In der Seele gebaggert

Die Doku „Erwischt! Wenn Stehlen zum Zwang wird“ versucht, sich dem Thema Kleptomanie zu nähern. Allerdings tritt ZDF-Autorin Iris Pollatschek ihren Interviewpartnern zu nahe

VON DAVID DENK

Zwei Kilo gemischtes Hack, Flasche Wein, Socken, Wurst, Käse – in den ersten 30 Sekunden ihrer Dokumentation „Erwischt! Wenn Stehlen zum Zwang wird“ macht ZDF-Autorin Iris Pollatschek klar, dass Kleptomanie kein Spaß ist, sondern eine Krankheit. Diese drei Menschen, zwei Frauen und ein Mann, die Pollatschek für ihren 30-Minüter vor die Kamera geholt hat, klauen nicht, um sich Wünsche zu erfüllen, die ihre knappen Budgets nicht zulassen oder weil sie ihrer Clique etwas beweisen wollen. Sie klauen, weil sie nicht anders können.

„Das ist wie ’ne Sucht irgendwie, aber ’ne Sucht, mit der man fertig werden kann – hoffentlich.“ Über die derart zweckoptimistische junge Frau weiß der Zuschauer kaum mehr, als dass sie noch ziemlich jung ist und ziemlich ausgebremst. Seit ihrem Studienabschluss ist sie arbeitslos und hat Angst, dass ihre Krankheit einer Karriere im Wege stehen könnte. Obwohl sie nur schwer über ihre psychischen Probleme reden kann, macht sie eine Gruppentherapie, die ihr gut tut. Regelmäßig gefragt zu werden, ob sie rückfällig geworden sei, helfe ihr sehr, sagt sie.

Wie die anderen beiden Protagonisten war sie nur bereit, ihre Geschichte anonym zu erzählen, verborgen hinter schrecklich grellen Kostümierungen aus dem Fundus der 80er und 90er Jahre. Stellvertretend formuliert Pollatschek das im Fall von „Michael Müller“ so: „Er ist bereit, sein Innerstes zu offenbaren, solange sein Äußeres verborgen bleibt.“ Zu groß ist die Angst, erkannt zu werden. Die Dritte im Bunde, die wegen Diebstahls schon im Gefängnis saß, glaubt ohnehin, dass alle Leute ihr ansehen können, dass sie stiehlt. Das Gericht hat sie wenig sensibel eine „krasse Bewährungsversagerin“ genannt.
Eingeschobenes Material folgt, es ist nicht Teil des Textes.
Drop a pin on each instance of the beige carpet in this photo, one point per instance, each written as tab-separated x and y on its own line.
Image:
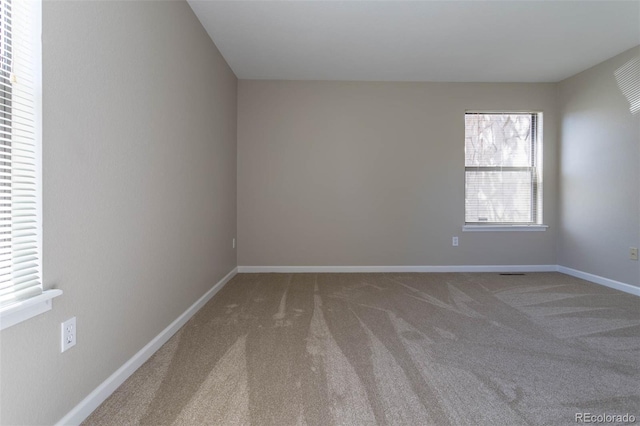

Ihr droht erneut Haft. „Strafe statt Hilfe – so endet der Teufelskreis aus Stehlen und Verdrängen nie“, dichtet Pollatschek.

Das Anliegen ihres Films ist ehrenwert, sie macht die Opfer in den Tätern sichtbar, ohne ihre Verbrechen zu leugnen. Beklemmend eng ist es in ihren Leben, auch finanziell, aber vor allem psychisch: Schicksalsschläge, Missbrauch und Tod haben sich zu unschönen Leitmotiven verkettet und sie sich darin verheddert. Der Zuschauer merkt bald, dass sie da alleine so schnell nicht wieder rauskommen.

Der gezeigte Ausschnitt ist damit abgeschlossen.